Preventing XXE in PHP-libxml_disable_entity_loader

There's an injection attack that's been around for a while now that's slipped under the radar for a lot of web application developers. Unfortunately, it can be one that could cause some serious information disclosure (or exploits) if it's not taken care of. XXE (an XML eXternal Entity) injection attack takes advantage of a part of the XML structure that's usually reserved for defining custom entities in your XML documents - the ENTITY portion of the DOCTYPE definition. This section is usually used to define custom entities for the document such as:

  1. <!DOCTYPE root [
  2. <!ENTITY test1 "testing">
  3. <!ENTITY mantra "test all the things">
  4. ]>

In the above example you'll see two custom entities that we've added to our document - test1 and mantra. This lets us do some easy (and multiple) substitutions in our XML document using the entity versions of these two, &test1; and &mantra. When these entites are expanded, their replacements strings are put in their place. This is a pretty simple example, but it should make it easier to pick up on what's coming next.

So, this is a handy feature to have when you need it, but there's lots of languages out there, PHP included, that don't take something into consideration: external references. See, in our example above, we set the value to a string that we determined. What happens when the XML is coming from an outside source...like with a web service. The incoming XML could contain just about anything. Now, hopefully your code is only looking for certain values, but that's pretty easy to figure out, especially if you've done a good job documenting your APIs.

The real problem is that, in PHP, when you use one of the XML parsing methods (dosen't matter which - XMLReader, DOM or SimpleXML - they all pretty much handle it the same way by default. They take whatever entities are defined in the DOCTYPE header and try to expand them. This is good news for those looking for convenience but bad news for those that are more security minded out there as it can lead to XXE attacks without any kind of warning from the parser.
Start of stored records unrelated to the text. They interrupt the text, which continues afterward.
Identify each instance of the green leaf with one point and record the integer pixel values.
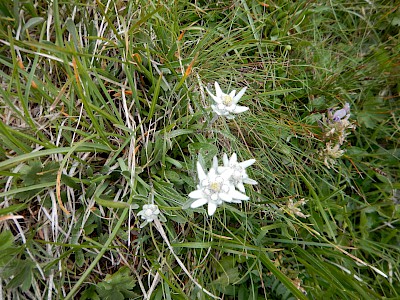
(113, 204)
(32, 22)
(117, 286)
(6, 240)
(12, 209)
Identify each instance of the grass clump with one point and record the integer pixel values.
(104, 109)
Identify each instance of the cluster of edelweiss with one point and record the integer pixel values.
(335, 125)
(221, 183)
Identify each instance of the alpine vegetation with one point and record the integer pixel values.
(219, 184)
(226, 104)
(148, 213)
(336, 126)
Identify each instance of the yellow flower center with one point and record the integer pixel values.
(227, 100)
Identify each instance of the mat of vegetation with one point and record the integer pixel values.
(110, 116)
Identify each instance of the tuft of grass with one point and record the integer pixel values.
(103, 109)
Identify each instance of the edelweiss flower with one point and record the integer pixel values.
(294, 209)
(226, 104)
(342, 113)
(239, 175)
(214, 188)
(149, 213)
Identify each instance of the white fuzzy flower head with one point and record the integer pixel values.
(149, 213)
(226, 104)
(293, 208)
(239, 175)
(214, 188)
(340, 114)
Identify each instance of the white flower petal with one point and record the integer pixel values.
(247, 163)
(233, 159)
(215, 163)
(239, 109)
(239, 95)
(225, 160)
(227, 173)
(215, 98)
(212, 207)
(198, 203)
(240, 186)
(238, 195)
(225, 197)
(197, 194)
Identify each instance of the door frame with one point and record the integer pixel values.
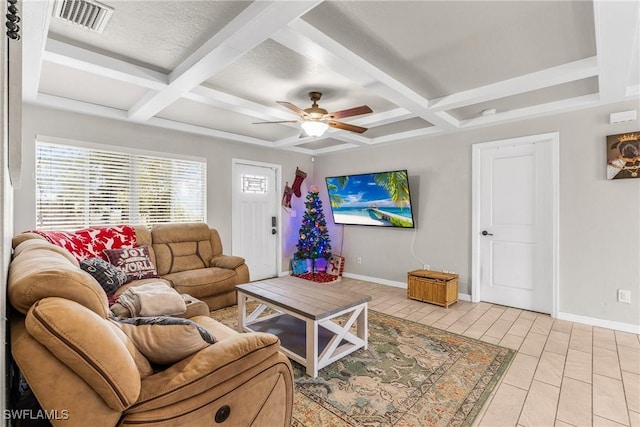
(278, 185)
(554, 139)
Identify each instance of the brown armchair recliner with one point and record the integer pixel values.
(84, 370)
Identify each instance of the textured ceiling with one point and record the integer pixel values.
(423, 67)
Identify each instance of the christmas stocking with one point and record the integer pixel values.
(300, 176)
(286, 198)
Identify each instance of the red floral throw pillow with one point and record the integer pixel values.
(91, 242)
(134, 261)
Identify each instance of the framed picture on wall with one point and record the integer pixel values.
(623, 155)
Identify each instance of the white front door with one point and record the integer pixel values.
(255, 213)
(515, 190)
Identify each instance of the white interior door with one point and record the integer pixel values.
(256, 221)
(514, 201)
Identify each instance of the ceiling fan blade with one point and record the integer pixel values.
(346, 126)
(293, 108)
(279, 121)
(356, 111)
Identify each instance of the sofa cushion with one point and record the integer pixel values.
(203, 282)
(107, 275)
(40, 269)
(181, 247)
(89, 345)
(135, 262)
(165, 340)
(152, 299)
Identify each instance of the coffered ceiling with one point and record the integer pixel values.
(424, 67)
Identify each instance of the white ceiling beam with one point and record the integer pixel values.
(564, 73)
(85, 60)
(539, 110)
(331, 133)
(383, 118)
(415, 133)
(218, 99)
(616, 25)
(116, 114)
(334, 148)
(250, 28)
(317, 46)
(36, 16)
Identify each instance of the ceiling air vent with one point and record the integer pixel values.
(86, 14)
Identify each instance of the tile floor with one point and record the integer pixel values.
(564, 374)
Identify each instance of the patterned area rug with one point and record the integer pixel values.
(411, 375)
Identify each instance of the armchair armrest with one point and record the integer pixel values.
(209, 368)
(226, 261)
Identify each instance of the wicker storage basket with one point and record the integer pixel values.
(433, 287)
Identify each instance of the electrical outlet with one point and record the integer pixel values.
(624, 296)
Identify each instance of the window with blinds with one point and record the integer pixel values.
(78, 187)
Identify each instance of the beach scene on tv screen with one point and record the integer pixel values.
(380, 199)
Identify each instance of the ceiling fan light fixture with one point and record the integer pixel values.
(313, 128)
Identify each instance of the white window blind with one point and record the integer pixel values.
(79, 187)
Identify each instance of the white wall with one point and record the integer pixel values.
(219, 155)
(599, 219)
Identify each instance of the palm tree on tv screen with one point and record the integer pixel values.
(395, 183)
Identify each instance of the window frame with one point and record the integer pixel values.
(135, 216)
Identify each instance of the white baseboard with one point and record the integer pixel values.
(464, 297)
(609, 324)
(376, 280)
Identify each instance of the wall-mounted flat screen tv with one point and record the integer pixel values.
(379, 199)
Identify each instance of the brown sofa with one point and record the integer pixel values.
(189, 256)
(85, 371)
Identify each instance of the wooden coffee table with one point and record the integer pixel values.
(302, 315)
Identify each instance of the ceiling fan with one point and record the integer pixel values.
(315, 120)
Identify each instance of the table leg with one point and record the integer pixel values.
(312, 348)
(242, 313)
(362, 327)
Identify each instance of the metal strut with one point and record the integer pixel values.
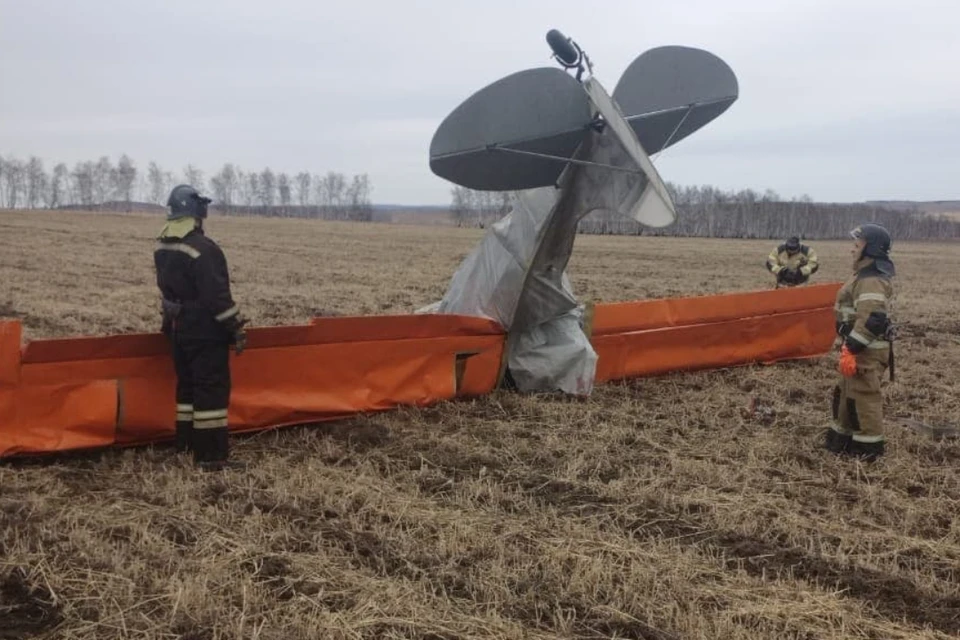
(548, 156)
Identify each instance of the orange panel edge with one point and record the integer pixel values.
(627, 337)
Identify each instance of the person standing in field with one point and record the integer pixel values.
(792, 263)
(201, 321)
(863, 308)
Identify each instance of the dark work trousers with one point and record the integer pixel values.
(203, 396)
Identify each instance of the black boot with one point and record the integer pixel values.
(836, 442)
(184, 438)
(867, 451)
(213, 450)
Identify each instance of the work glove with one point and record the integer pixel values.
(240, 340)
(848, 362)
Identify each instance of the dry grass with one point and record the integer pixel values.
(661, 508)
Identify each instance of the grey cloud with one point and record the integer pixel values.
(826, 87)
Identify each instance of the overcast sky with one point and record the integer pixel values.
(844, 100)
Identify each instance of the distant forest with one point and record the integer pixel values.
(704, 211)
(101, 184)
(708, 212)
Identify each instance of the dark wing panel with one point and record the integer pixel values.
(538, 110)
(662, 85)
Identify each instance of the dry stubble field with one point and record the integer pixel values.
(685, 506)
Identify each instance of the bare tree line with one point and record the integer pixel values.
(709, 212)
(101, 184)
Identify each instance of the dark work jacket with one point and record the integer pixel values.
(192, 274)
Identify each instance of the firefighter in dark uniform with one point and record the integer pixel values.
(792, 263)
(863, 309)
(202, 321)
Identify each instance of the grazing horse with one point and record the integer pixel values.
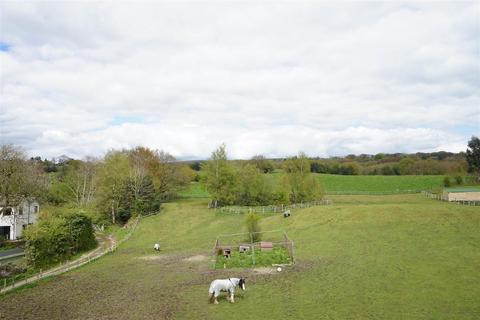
(227, 285)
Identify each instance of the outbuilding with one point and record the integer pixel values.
(13, 220)
(461, 194)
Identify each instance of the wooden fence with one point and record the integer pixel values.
(441, 197)
(70, 265)
(282, 240)
(273, 208)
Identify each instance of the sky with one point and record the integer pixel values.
(271, 78)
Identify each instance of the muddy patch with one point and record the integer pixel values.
(265, 270)
(196, 258)
(155, 257)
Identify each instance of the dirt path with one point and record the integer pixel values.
(106, 244)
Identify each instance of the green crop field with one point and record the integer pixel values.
(378, 184)
(364, 257)
(340, 184)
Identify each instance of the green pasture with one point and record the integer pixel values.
(340, 184)
(364, 257)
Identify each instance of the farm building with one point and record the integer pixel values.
(13, 220)
(461, 194)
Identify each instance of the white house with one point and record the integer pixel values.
(13, 220)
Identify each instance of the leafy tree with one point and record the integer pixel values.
(298, 182)
(263, 164)
(473, 155)
(113, 175)
(253, 187)
(57, 238)
(19, 177)
(80, 179)
(220, 177)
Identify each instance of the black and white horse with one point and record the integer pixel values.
(227, 285)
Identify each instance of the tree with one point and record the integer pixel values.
(263, 164)
(220, 177)
(19, 178)
(80, 179)
(473, 155)
(298, 182)
(113, 175)
(253, 187)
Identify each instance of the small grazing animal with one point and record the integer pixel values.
(227, 285)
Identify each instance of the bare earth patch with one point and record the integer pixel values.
(265, 270)
(154, 257)
(196, 258)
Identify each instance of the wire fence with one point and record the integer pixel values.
(443, 197)
(227, 244)
(272, 208)
(99, 252)
(373, 193)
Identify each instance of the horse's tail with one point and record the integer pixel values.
(211, 298)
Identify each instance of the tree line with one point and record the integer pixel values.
(435, 163)
(244, 183)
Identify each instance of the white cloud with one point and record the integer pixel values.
(325, 79)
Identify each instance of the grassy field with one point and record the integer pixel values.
(364, 257)
(378, 184)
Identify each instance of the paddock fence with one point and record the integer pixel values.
(270, 209)
(11, 284)
(441, 197)
(237, 241)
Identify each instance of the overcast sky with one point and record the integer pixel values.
(274, 79)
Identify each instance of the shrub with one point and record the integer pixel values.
(57, 238)
(446, 182)
(459, 180)
(252, 221)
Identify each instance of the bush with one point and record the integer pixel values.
(446, 182)
(57, 238)
(252, 221)
(459, 180)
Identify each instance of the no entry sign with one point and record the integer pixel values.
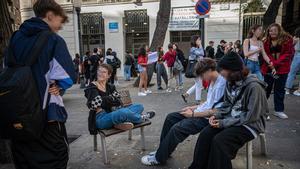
(202, 7)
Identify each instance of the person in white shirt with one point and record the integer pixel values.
(190, 120)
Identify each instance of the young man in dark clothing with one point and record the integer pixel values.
(238, 120)
(220, 50)
(53, 71)
(190, 120)
(94, 63)
(209, 50)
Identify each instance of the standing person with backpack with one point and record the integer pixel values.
(253, 48)
(113, 61)
(170, 58)
(280, 49)
(178, 67)
(209, 50)
(127, 65)
(161, 70)
(220, 50)
(94, 63)
(196, 54)
(36, 114)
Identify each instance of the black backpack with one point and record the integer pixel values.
(19, 96)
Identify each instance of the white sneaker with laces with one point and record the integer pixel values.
(169, 90)
(297, 93)
(281, 115)
(149, 160)
(142, 94)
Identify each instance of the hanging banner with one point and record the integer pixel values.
(183, 18)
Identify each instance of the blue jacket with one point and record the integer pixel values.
(53, 65)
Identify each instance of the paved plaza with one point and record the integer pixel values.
(283, 136)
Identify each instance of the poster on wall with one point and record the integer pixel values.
(183, 18)
(113, 27)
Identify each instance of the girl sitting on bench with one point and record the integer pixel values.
(106, 107)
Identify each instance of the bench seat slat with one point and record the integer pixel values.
(113, 131)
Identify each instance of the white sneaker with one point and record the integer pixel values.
(297, 93)
(149, 160)
(142, 94)
(169, 90)
(281, 115)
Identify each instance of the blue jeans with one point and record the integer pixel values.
(295, 67)
(175, 130)
(127, 72)
(131, 114)
(161, 73)
(179, 79)
(254, 69)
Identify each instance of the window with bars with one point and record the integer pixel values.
(92, 31)
(182, 36)
(136, 29)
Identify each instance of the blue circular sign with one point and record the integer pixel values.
(202, 7)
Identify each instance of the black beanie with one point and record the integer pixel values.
(231, 61)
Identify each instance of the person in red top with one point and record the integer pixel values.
(278, 46)
(142, 67)
(170, 57)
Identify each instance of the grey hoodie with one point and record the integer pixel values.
(249, 110)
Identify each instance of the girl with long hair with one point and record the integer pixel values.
(295, 67)
(253, 49)
(196, 53)
(279, 48)
(142, 67)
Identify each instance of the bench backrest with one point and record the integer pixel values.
(125, 97)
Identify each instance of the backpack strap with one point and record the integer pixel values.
(38, 47)
(10, 59)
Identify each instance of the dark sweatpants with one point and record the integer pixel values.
(216, 148)
(175, 130)
(51, 151)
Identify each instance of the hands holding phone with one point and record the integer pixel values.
(214, 122)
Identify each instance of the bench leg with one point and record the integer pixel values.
(95, 142)
(263, 146)
(104, 150)
(249, 155)
(143, 139)
(130, 135)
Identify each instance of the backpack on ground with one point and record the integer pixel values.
(19, 96)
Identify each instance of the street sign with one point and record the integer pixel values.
(203, 7)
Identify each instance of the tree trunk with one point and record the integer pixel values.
(162, 22)
(5, 33)
(5, 27)
(271, 13)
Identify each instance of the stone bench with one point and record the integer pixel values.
(249, 150)
(126, 99)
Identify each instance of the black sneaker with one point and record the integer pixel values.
(148, 115)
(184, 97)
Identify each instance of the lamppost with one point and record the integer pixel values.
(77, 6)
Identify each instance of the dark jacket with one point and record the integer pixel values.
(250, 109)
(53, 65)
(282, 64)
(210, 52)
(98, 99)
(220, 52)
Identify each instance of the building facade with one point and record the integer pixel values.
(124, 26)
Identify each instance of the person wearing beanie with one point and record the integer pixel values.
(238, 120)
(231, 61)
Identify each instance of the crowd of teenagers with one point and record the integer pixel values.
(240, 78)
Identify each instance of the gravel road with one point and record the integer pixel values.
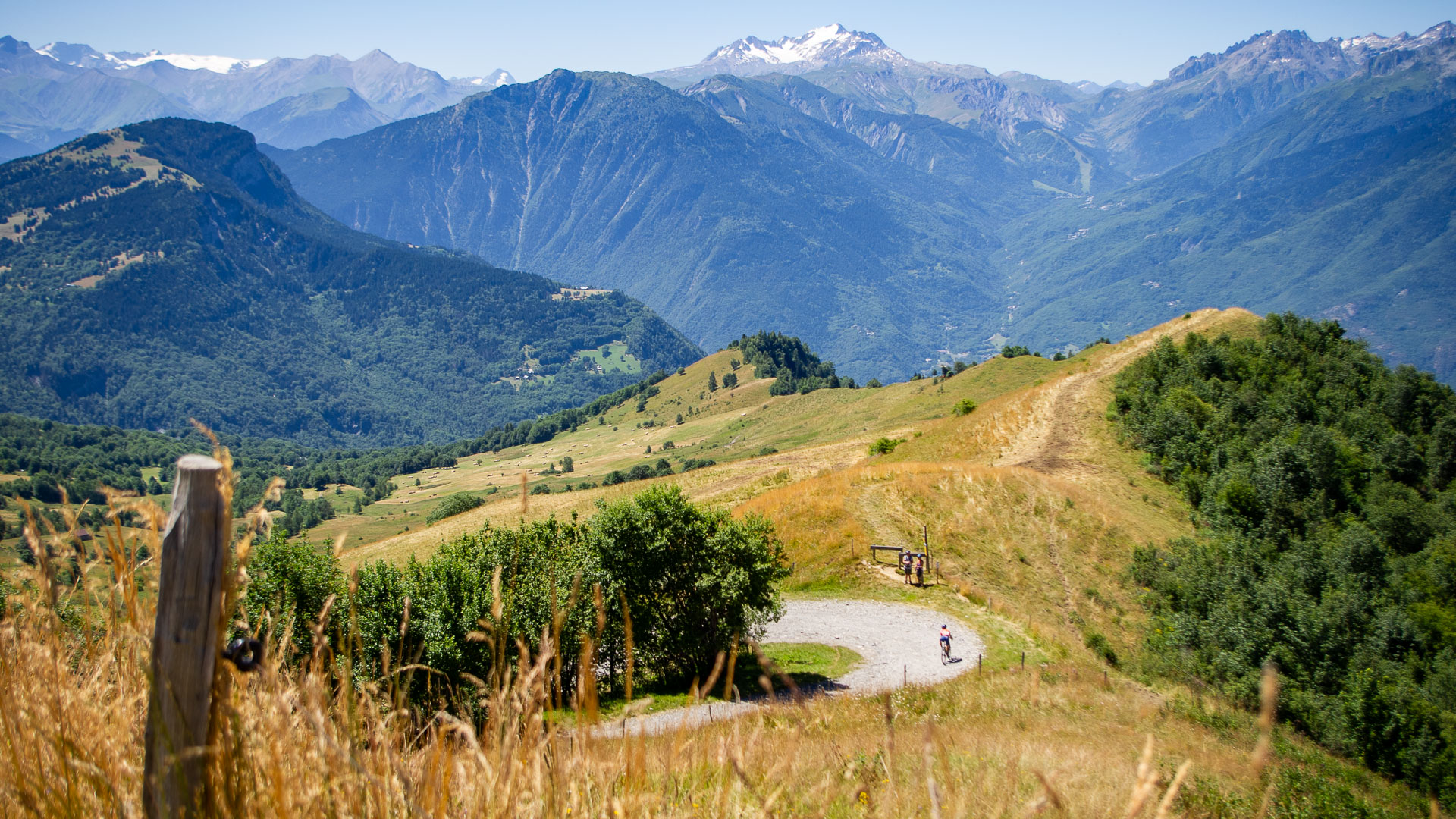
(897, 642)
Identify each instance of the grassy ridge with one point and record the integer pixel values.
(1066, 730)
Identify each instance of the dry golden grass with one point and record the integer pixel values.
(1019, 544)
(297, 739)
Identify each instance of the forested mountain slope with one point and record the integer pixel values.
(1338, 206)
(168, 270)
(720, 223)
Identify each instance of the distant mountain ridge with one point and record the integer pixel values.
(750, 218)
(61, 91)
(166, 271)
(899, 215)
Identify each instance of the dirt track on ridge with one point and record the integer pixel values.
(1056, 435)
(897, 642)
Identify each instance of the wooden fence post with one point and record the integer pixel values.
(185, 642)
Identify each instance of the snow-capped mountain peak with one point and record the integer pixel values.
(495, 79)
(86, 57)
(817, 49)
(194, 61)
(1365, 47)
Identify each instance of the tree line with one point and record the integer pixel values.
(691, 582)
(1323, 485)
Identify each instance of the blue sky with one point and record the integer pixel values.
(1136, 41)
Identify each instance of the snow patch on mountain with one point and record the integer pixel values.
(88, 57)
(1372, 44)
(817, 49)
(495, 79)
(193, 61)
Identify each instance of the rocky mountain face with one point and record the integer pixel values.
(727, 216)
(1337, 205)
(168, 270)
(309, 118)
(61, 91)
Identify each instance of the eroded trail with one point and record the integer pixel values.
(1056, 438)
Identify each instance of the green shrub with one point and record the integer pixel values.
(1321, 480)
(693, 577)
(290, 582)
(884, 447)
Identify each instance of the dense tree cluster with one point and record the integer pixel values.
(242, 306)
(789, 362)
(692, 580)
(83, 458)
(1324, 485)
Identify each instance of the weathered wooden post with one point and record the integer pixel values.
(185, 642)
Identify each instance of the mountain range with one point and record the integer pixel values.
(899, 215)
(63, 91)
(166, 271)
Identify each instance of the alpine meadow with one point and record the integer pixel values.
(808, 430)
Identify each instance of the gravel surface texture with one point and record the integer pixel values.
(899, 643)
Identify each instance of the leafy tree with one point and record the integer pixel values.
(884, 447)
(1329, 529)
(786, 360)
(693, 579)
(289, 586)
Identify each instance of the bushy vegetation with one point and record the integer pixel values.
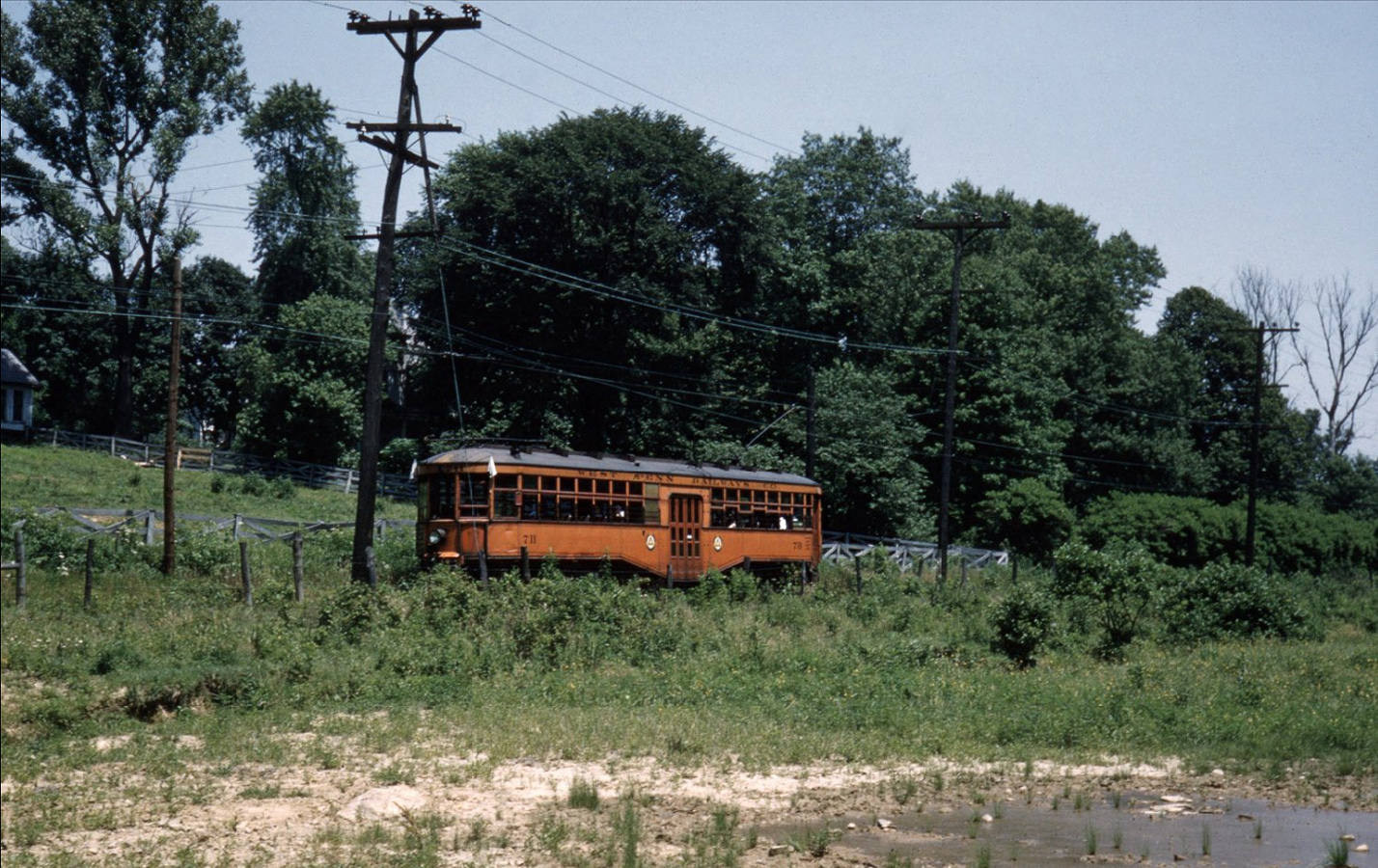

Let's look at an example to see how it could be dangerous:

  1. <?php
  2. $badXml = '<!DOCTYPE root
  3. [
  4. <!ENTITY foo SYSTEM "http://test.localhost:8080/contents.txt">
  5. ]>
  6. <test><testing>&foo;</testing></test>';
  7. ?>

In the above example, we've defined the foo entity in our header as a link to a text document on an external site, probably one of our own. When the PHP handlers try to parse this file, they automagically substitute the &foo; entitiy reference with the contenst of that text file. So, say our PHP script is using SimpleXML to parse the incoming XML document:

  1. <?php
  2. $goodXML = '<test><testing>my value</testing></test>';
  3. $doc = simplexml_load_string($goodXml);
  4. echo $doc->testing;
  5. ?>

Now, in this example, we're giving it a good XML structure, the kind we're expecting with a valid value for testing. Now, imagine what might happen if we gave it the $badXML contents instead and the contents.txt file contained a bit of HTML or XML markup itself (something scary like a script tag) and you had no idea. This could lead to all sorts of problems including:

  • Cross-site scripting issues if echoed back out without filtering
  • Remote file inclusion (RFI)
  • Data injection

Really, just about any exploit you can think of might come in this way. So, as a PHP developer with security in mind, how can you prevent issues like this from happening? Well, there's a few ways to go about it, but what they really boil down to is one thing - don't load external entities. Since all of the XML parsing functionality that PHP offers is based on the libxml libraries, there's one function that's essentially a kill switch to prevent the loading of these entities:

  1. <?php
  2. libxml_disable_entity_loader(true);
  3. ?>

The libxml_disable_entity_loader function tells the underlying libxml parsing to not try to interpret the values of the entities in the incoming XML and leave the entity references intact. If you're using SimpleXML, this is really the only choice to prevent an XXE attack in the incoming XML. Fortunately, the two other XML parsing methods offer a few more features to help keep you safe while still allowing for the expansion of XML entities.

  1. <?php
  2. // with the XMLReader functionality:
  3. $doc = XMLReader::xml($badXml,'UTF-8',LIBXML_NONET);
  4. // with the DOM functionality:
  5. $dom = new DOMDocument();
  6. $dom->loadXML($badXml,LIBXML_DTDLOAD|LIBXML_DTDATTR);
  7. ?>

In both cases, we're adding in some predefined constant values (by name) that tell the parser to either not allow a network connection during load (LIBXML_NONET) or to try to parse the XML according to the DTD (LIBXML_DTDLOAD|LIBXML_DTDATTR). Both of these methods will keep your application safer from XXE issues. Of course, the XML you're receiving is from an outside source and you always want to validate the data you pull from the XML to ensure it's a) the type you expect it to be and b) that it's not some kind of data being injected into your system.

Summary

I hope I've raised awareness about this very real issue for you and your XML-using application and given you a few armaments to help prevent any issues it might cause in your application.